Hit the creek at dawn this morning. It's been a while between drinks, mainly because whenever I've planned a session on the creek it has always rained heavily the day(s) before and turned it to mud. :shock:

Started off with a popper along the shallow banks, with not much interest shown. Switched over to a pygmy and got a few touches but no hookups. Finally made the switch to my confidence lure, the two inch pumpkinseed gulp grub, and away we go. First fish was a 27cm bream, followed by a few small flatties.










Can't complain about the conditions.









Didn't get much interest after the run of small flatties, so I headed off upstream to work my favourite stretch of mangroves. Kicked off at the new spot with yet another small flathead, but this one was interesting because of what it spat out when I landed it. A baby whiting. 



















Swapped lure again, this time to a gulp nereis worm, and continued on. Next up was the fish of the day, a lovely bream just shy of 35cm in length. Hooked it close in to the mangroves, before she screamed off into the deeper part of the creek. Happy days. 



















Did a bit of trolling with a scorpion further up the creek towards the weir, and threw some plastics at a few good looking snags in the hope of more bream, or perhaps the elusive EP, but it was all quiet with the exception of one small bream that I picked off while he was chasing a baitfish on the surface.

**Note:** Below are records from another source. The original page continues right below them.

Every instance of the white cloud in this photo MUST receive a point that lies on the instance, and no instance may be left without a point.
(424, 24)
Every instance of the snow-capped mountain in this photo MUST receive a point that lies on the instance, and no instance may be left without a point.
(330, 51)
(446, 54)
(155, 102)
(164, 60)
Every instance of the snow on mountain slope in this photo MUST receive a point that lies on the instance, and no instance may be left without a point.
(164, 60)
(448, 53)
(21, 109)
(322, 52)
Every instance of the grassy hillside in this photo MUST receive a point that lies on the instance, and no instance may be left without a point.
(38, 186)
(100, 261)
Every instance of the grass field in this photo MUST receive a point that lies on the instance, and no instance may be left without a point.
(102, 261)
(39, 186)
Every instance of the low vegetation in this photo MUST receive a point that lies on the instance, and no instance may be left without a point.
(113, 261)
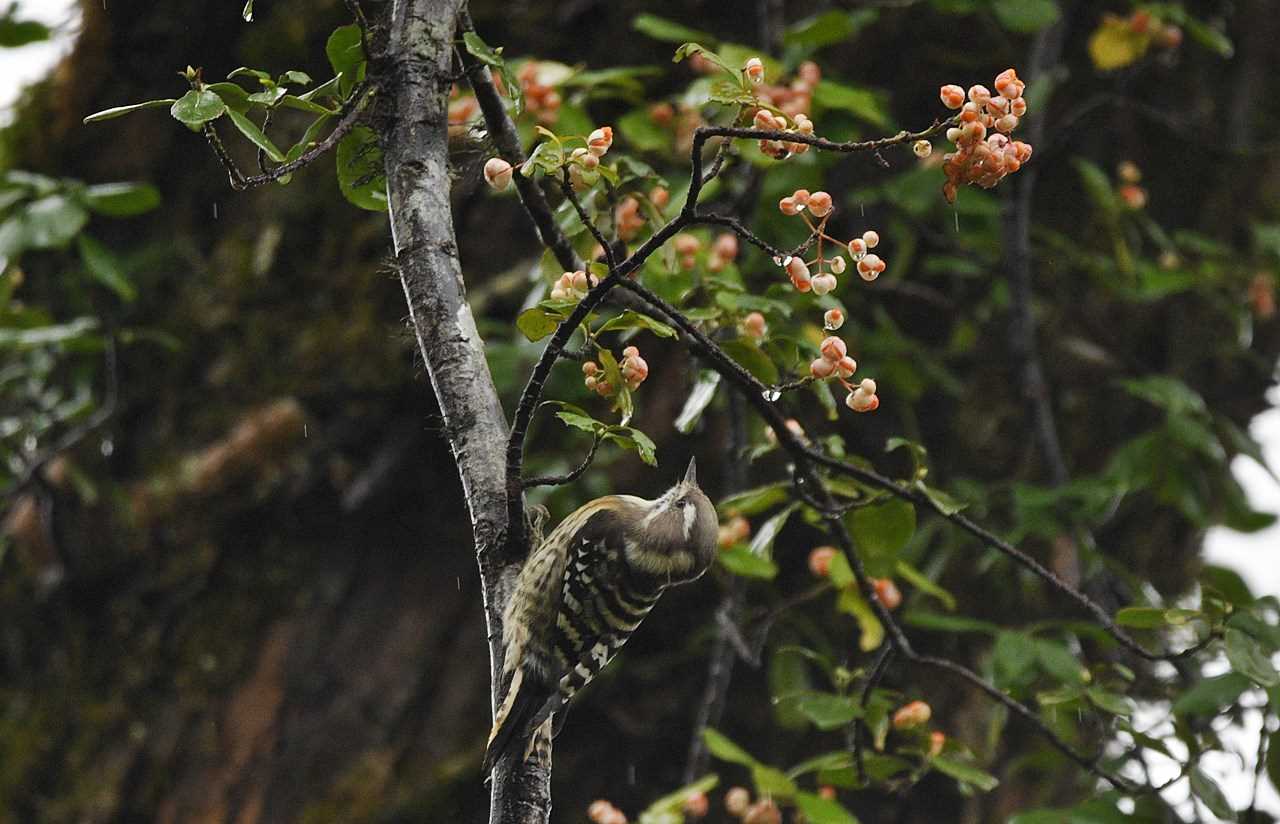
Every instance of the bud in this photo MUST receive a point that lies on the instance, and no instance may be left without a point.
(887, 593)
(763, 811)
(910, 715)
(599, 141)
(819, 561)
(497, 173)
(952, 96)
(696, 805)
(833, 348)
(737, 800)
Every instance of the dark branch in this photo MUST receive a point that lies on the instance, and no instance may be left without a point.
(558, 480)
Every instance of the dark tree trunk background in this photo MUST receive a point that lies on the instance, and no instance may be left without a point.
(274, 613)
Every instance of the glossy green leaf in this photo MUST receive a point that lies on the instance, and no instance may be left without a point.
(105, 266)
(119, 111)
(120, 200)
(255, 134)
(197, 108)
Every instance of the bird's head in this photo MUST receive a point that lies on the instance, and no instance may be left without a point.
(677, 532)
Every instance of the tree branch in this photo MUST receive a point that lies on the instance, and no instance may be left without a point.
(415, 145)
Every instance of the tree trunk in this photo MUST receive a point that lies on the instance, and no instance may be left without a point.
(415, 140)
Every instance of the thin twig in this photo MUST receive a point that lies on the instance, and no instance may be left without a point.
(558, 480)
(351, 115)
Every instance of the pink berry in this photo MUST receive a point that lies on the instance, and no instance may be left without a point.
(832, 348)
(497, 173)
(952, 96)
(819, 204)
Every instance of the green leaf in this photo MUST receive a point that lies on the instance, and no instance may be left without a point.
(1211, 695)
(231, 94)
(50, 221)
(635, 320)
(1111, 703)
(1248, 659)
(771, 781)
(14, 33)
(752, 358)
(871, 630)
(1142, 617)
(535, 323)
(197, 108)
(944, 502)
(105, 268)
(743, 562)
(826, 710)
(860, 103)
(668, 31)
(346, 56)
(726, 750)
(882, 530)
(828, 28)
(924, 584)
(835, 760)
(120, 200)
(819, 810)
(1211, 795)
(1057, 662)
(1025, 15)
(755, 500)
(255, 134)
(119, 111)
(762, 543)
(969, 774)
(360, 169)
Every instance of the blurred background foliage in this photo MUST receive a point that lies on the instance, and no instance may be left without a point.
(236, 578)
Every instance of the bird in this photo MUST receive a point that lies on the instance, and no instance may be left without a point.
(581, 594)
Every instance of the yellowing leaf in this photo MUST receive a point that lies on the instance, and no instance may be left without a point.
(1115, 45)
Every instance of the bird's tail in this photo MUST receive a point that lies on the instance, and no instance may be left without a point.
(528, 705)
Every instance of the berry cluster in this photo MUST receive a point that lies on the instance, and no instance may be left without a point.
(821, 206)
(981, 159)
(734, 531)
(632, 367)
(737, 802)
(572, 285)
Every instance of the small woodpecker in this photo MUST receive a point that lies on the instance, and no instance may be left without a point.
(583, 593)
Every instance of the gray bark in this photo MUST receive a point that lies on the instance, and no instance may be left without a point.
(415, 82)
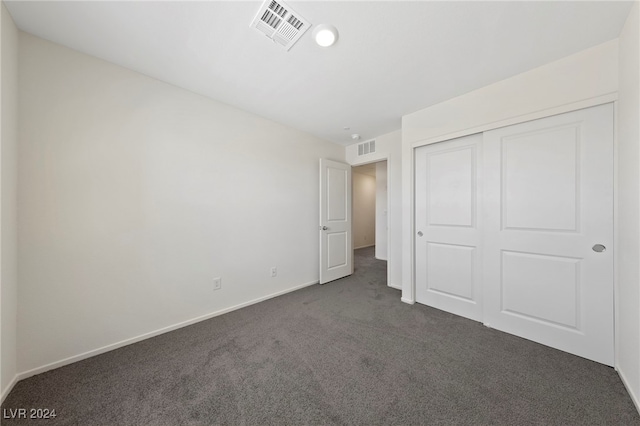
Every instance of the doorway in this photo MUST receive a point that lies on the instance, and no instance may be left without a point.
(370, 218)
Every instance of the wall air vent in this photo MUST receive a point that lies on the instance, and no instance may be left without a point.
(280, 23)
(368, 147)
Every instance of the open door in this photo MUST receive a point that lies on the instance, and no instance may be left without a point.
(336, 249)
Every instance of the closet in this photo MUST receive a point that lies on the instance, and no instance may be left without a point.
(514, 228)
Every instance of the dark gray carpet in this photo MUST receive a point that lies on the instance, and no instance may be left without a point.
(348, 352)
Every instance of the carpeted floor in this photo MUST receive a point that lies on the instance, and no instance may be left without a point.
(348, 352)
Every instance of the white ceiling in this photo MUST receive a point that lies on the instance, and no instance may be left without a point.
(392, 58)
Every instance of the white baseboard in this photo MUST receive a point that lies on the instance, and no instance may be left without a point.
(8, 389)
(633, 396)
(370, 245)
(107, 348)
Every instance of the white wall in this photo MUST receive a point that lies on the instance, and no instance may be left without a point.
(381, 210)
(584, 79)
(364, 210)
(628, 218)
(8, 201)
(134, 194)
(388, 147)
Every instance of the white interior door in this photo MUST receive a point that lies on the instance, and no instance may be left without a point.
(336, 245)
(548, 206)
(447, 202)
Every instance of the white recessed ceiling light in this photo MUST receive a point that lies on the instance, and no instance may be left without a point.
(325, 35)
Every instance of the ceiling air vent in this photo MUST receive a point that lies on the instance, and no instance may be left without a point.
(280, 23)
(368, 147)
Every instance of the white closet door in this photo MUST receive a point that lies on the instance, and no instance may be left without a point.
(447, 202)
(548, 215)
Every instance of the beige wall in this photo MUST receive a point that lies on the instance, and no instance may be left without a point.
(8, 201)
(382, 215)
(364, 210)
(584, 79)
(135, 194)
(628, 217)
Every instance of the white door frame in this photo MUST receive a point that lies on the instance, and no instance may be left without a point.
(373, 161)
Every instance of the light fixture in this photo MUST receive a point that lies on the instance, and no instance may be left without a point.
(325, 35)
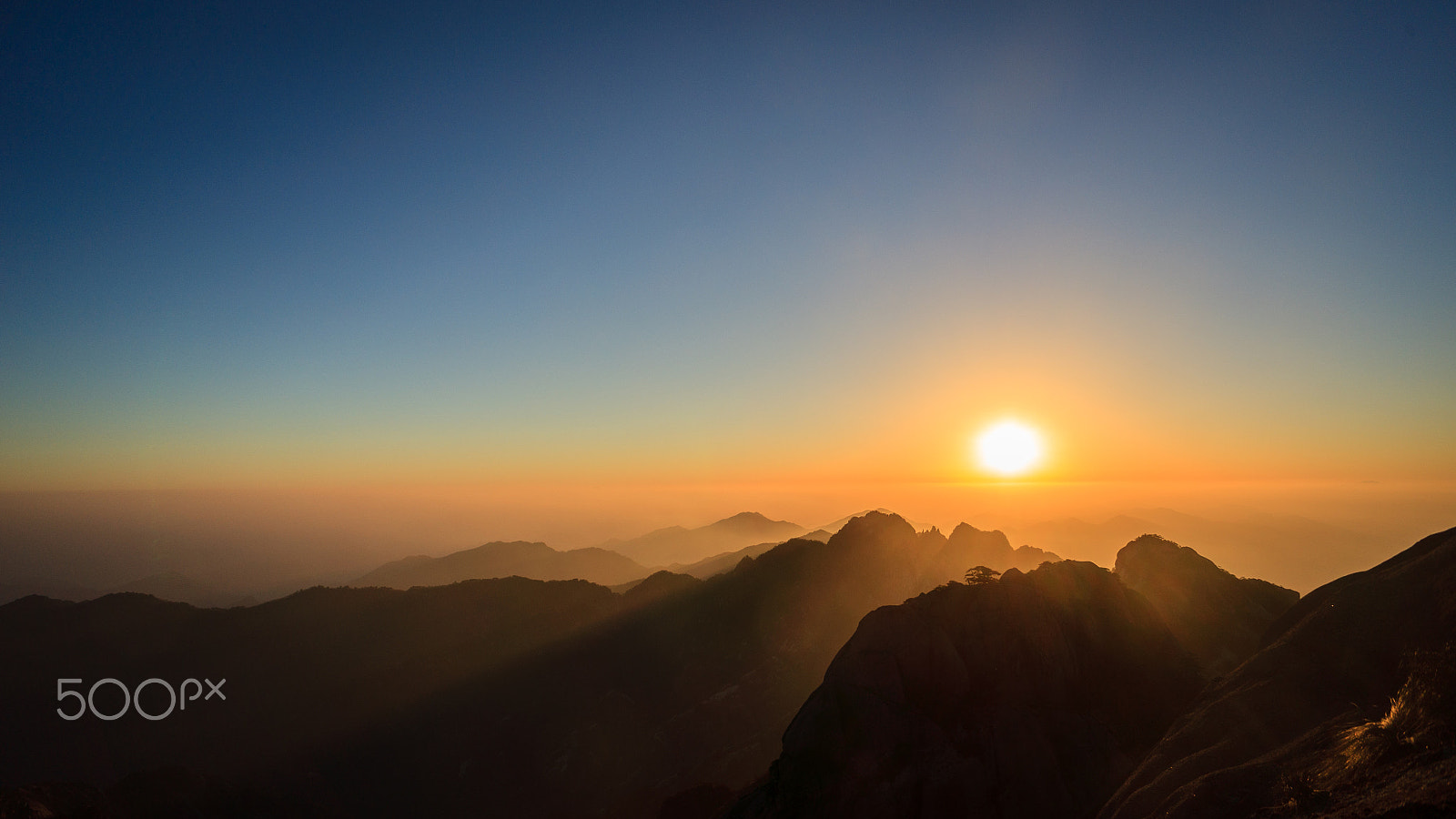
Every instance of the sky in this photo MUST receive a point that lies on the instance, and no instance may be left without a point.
(551, 245)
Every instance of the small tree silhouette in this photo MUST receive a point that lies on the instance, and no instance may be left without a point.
(979, 574)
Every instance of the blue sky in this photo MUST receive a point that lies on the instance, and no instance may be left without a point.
(269, 242)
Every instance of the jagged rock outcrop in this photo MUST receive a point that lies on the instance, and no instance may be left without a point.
(1216, 615)
(1028, 697)
(968, 547)
(1280, 732)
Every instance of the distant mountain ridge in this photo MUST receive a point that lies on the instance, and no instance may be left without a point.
(679, 545)
(514, 559)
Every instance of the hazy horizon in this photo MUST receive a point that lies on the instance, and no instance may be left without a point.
(397, 280)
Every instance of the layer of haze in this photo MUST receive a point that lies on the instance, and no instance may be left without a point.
(571, 271)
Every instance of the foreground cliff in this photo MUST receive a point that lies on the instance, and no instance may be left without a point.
(1028, 697)
(1346, 712)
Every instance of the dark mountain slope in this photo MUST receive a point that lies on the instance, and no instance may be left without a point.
(968, 547)
(1028, 697)
(488, 697)
(302, 672)
(516, 559)
(1216, 615)
(1296, 727)
(696, 688)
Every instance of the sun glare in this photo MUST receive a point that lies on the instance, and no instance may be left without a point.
(1008, 450)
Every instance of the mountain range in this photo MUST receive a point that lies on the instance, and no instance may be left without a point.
(858, 676)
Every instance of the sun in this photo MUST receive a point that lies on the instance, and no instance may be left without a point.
(1008, 448)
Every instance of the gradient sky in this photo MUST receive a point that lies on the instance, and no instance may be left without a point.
(318, 244)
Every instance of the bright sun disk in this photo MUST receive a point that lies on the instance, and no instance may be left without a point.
(1008, 448)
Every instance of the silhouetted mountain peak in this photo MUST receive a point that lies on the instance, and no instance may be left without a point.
(874, 526)
(961, 702)
(1216, 615)
(1280, 733)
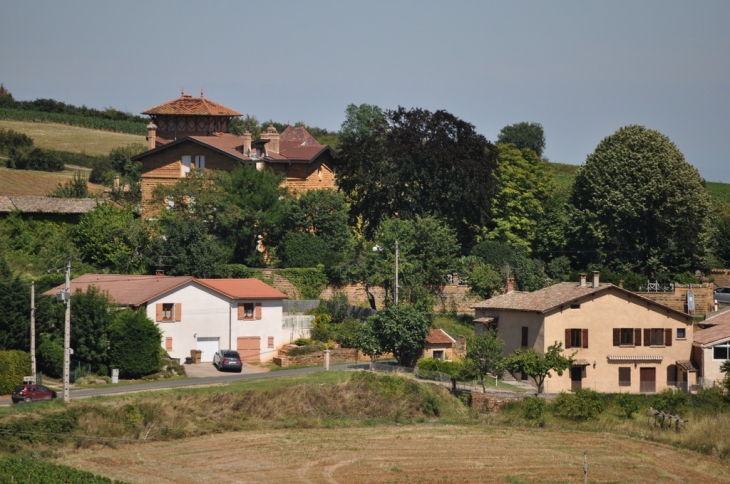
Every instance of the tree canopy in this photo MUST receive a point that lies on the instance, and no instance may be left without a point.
(415, 162)
(638, 205)
(524, 135)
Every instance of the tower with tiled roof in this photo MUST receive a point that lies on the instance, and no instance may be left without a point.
(190, 116)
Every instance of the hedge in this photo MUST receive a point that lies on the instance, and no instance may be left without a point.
(14, 365)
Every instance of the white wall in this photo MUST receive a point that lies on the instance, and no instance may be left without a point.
(206, 314)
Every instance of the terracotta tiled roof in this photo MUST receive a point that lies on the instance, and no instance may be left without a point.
(556, 295)
(123, 289)
(192, 106)
(439, 337)
(242, 288)
(298, 135)
(713, 334)
(27, 204)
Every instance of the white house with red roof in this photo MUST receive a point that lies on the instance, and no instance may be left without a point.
(201, 314)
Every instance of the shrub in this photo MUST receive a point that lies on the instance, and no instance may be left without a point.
(669, 401)
(627, 404)
(14, 365)
(50, 356)
(581, 405)
(533, 408)
(135, 344)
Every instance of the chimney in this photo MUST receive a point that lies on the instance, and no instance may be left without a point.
(247, 138)
(273, 136)
(151, 136)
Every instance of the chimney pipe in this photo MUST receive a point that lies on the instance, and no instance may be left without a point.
(151, 136)
(510, 285)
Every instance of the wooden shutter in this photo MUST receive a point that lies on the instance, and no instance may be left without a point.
(257, 312)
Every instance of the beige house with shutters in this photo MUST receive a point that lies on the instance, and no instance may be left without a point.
(201, 314)
(619, 342)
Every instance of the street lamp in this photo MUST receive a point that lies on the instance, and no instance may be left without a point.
(377, 248)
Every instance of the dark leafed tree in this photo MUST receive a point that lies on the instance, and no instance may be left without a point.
(414, 162)
(524, 135)
(638, 205)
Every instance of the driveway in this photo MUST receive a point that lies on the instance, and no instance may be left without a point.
(203, 370)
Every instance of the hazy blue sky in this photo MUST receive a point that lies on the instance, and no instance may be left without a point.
(581, 68)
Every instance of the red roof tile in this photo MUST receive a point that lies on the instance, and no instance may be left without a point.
(556, 295)
(192, 106)
(242, 288)
(439, 337)
(124, 289)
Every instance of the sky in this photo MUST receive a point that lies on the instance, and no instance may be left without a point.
(581, 69)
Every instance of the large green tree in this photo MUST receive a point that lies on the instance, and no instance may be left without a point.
(401, 330)
(638, 205)
(524, 135)
(523, 186)
(415, 162)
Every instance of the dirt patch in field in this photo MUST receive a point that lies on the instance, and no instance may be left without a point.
(72, 138)
(37, 183)
(410, 454)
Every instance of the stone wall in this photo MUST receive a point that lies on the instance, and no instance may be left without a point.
(486, 403)
(704, 299)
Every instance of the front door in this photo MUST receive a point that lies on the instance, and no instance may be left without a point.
(647, 380)
(576, 377)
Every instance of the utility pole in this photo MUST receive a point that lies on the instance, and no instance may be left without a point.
(67, 335)
(396, 272)
(32, 328)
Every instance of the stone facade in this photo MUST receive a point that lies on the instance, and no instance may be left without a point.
(704, 298)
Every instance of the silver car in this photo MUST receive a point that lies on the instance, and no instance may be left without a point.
(722, 295)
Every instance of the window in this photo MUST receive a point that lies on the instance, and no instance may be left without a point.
(185, 169)
(576, 338)
(721, 352)
(167, 309)
(624, 376)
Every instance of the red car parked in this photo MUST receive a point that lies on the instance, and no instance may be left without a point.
(31, 392)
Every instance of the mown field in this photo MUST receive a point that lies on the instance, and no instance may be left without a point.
(36, 183)
(62, 137)
(426, 453)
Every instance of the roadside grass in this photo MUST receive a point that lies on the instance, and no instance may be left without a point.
(37, 183)
(62, 137)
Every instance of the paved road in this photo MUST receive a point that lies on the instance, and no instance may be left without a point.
(190, 382)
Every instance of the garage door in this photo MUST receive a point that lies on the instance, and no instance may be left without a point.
(208, 346)
(249, 347)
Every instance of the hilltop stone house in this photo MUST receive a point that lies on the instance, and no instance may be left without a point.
(620, 342)
(190, 133)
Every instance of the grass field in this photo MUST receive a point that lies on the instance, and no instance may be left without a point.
(37, 183)
(70, 138)
(425, 453)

All in all, a pleasant day on my favourite creek. Although, I wish I had caught those two bream last Saturday. :roll:


----------



## onemorecast (Apr 17, 2006)

Good result, sure is a pretty stretch of creek there too


----------



## Ferrins (Apr 7, 2008)

thought you went to cockle ck in Tassie now thats a top spot


----------



## madsmc (Apr 5, 2006)

I had no idea how many cockle creeks there actually are around the place. :shock: I've modified the title of the post.


----------



## saysme (Apr 29, 2007)

Nice place to fish, and good fishing too.
The EP's are up there, got my first 4 and only EP's between the y junction and the weir, largest 43cm no photo and the HOF title holder at 41cm  . My biggest bream also comes from there must be the sewer overflow :twisted:

Down at speers point today and the water still looks a bit crappy- the fish clearly didn't care.


----------



## oldogre (Apr 13, 2008)

Haven't been in my home creek (Cockle Creek (Lake Macquarie))for ages because of the mud, glad to hear its cleared up. Tried fennel creek in fennel bay 3 weeks ago, still too muddy, but plenty of undersized bream around the mouth. The last trip was the islands just up from fern bay (hunter river ) weekend before last. Getting clearer but still not many fish around. Managed to strand myself 20 meters of mangrove mud from the ramp where i put in. That would have made a good set of photos.


----------



## rawprawn (Aug 31, 2005)

Looks good Shane. Will have put the creek on my hit list.


----------